29) A viatura de marca Mercedes-Benz com a matrícula (…) sofreu estragos na chapa, pintura e óculo traseiro partido.
30) Cuja reparação importa em € 3.431,07.
31) Na sequência do acidente o autor desenvolveu um quadro clínico de ansiedade patológica.
32) E, por período não concretamente apurado, teve necessidade de tomar medicação ansiolítica.
33) Apresentou tremores, aumento do ritmo cardíaco e dificuldade em respirar, com receio da ocorrência de novos acidentes.
34) E sofreu insónias.
35) O condutor do veículo identificado em 1. sabia que era proibido parar em cima de uma passagem de nível e sabia também que a sinalização luminosa e acústica quando accionada indica a aproximação de comboios.

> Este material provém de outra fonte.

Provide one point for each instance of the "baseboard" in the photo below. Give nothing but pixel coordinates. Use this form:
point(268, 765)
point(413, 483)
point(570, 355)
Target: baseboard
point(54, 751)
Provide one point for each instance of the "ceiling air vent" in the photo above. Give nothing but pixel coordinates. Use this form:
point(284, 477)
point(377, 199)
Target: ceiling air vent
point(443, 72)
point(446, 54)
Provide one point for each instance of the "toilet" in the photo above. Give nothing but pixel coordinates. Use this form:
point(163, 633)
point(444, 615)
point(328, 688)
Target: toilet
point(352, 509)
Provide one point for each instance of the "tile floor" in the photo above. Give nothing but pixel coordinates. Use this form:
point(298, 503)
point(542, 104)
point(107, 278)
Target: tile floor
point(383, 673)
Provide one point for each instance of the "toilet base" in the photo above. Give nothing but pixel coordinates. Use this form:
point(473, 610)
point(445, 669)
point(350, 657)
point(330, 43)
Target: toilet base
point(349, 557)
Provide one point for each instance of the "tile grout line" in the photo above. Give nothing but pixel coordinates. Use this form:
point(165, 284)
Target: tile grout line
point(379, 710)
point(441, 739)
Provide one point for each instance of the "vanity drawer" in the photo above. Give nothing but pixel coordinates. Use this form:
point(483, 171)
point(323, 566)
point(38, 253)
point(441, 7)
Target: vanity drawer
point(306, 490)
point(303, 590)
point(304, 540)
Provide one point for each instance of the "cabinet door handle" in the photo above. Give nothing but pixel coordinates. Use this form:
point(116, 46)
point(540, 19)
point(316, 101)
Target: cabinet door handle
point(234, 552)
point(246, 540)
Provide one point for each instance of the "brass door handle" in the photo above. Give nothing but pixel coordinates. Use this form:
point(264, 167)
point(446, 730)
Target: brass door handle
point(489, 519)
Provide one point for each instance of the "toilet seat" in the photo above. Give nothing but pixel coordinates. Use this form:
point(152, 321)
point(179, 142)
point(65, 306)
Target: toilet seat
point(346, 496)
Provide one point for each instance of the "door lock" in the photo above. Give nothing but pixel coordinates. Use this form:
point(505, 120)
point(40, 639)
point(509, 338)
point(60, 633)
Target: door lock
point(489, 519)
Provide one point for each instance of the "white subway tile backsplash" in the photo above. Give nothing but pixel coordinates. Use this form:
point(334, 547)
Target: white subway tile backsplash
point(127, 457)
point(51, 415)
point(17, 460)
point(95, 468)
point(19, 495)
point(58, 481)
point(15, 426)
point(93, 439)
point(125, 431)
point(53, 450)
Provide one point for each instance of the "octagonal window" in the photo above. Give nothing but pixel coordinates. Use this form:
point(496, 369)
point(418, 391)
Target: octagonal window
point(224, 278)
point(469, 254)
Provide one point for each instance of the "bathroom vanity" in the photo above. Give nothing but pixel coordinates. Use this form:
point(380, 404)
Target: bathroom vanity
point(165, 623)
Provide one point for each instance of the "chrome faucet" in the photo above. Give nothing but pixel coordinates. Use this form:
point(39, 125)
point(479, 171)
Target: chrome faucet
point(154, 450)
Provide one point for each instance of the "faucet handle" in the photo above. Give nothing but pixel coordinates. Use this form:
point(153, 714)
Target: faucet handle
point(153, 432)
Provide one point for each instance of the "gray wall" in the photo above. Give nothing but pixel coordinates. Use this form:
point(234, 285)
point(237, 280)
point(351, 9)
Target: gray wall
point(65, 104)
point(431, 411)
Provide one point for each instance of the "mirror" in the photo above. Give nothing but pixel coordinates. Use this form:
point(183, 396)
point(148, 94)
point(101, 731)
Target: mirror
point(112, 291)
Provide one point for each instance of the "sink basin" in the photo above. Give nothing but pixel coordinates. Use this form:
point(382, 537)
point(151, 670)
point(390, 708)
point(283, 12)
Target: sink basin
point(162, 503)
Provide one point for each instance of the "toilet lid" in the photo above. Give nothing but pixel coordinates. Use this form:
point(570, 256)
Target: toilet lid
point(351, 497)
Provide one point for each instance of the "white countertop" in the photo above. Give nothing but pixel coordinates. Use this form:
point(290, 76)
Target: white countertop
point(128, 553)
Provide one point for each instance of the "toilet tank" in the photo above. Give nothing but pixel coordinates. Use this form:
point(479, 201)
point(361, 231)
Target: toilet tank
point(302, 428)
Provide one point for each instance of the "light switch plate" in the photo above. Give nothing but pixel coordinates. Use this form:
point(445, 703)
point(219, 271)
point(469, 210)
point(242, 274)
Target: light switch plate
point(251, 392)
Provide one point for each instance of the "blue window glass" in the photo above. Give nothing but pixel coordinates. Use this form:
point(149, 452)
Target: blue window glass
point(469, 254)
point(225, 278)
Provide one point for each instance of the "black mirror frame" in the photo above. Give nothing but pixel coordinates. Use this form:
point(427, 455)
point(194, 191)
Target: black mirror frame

36) O local onde ocorreu o acidente era precedido, no sentido em que circulava o comboio, de uma recta com cerca de 900 metros.
37) Como o veículo seguro na ré já tinha transposto parcialmente os carris, a parte do semi-reboque que neles permanecia era baixa e a zona pouco iluminada, o veículo apenas se tornou visível ao condutor do comboio a uma distância entre 200 e 300 metros.
38) A passagem de nível não tinha um sistema de segurança que impedisse que as barreiras fechassem caso a via estivesse ocupada por algum veículo que ainda estivesse a passar.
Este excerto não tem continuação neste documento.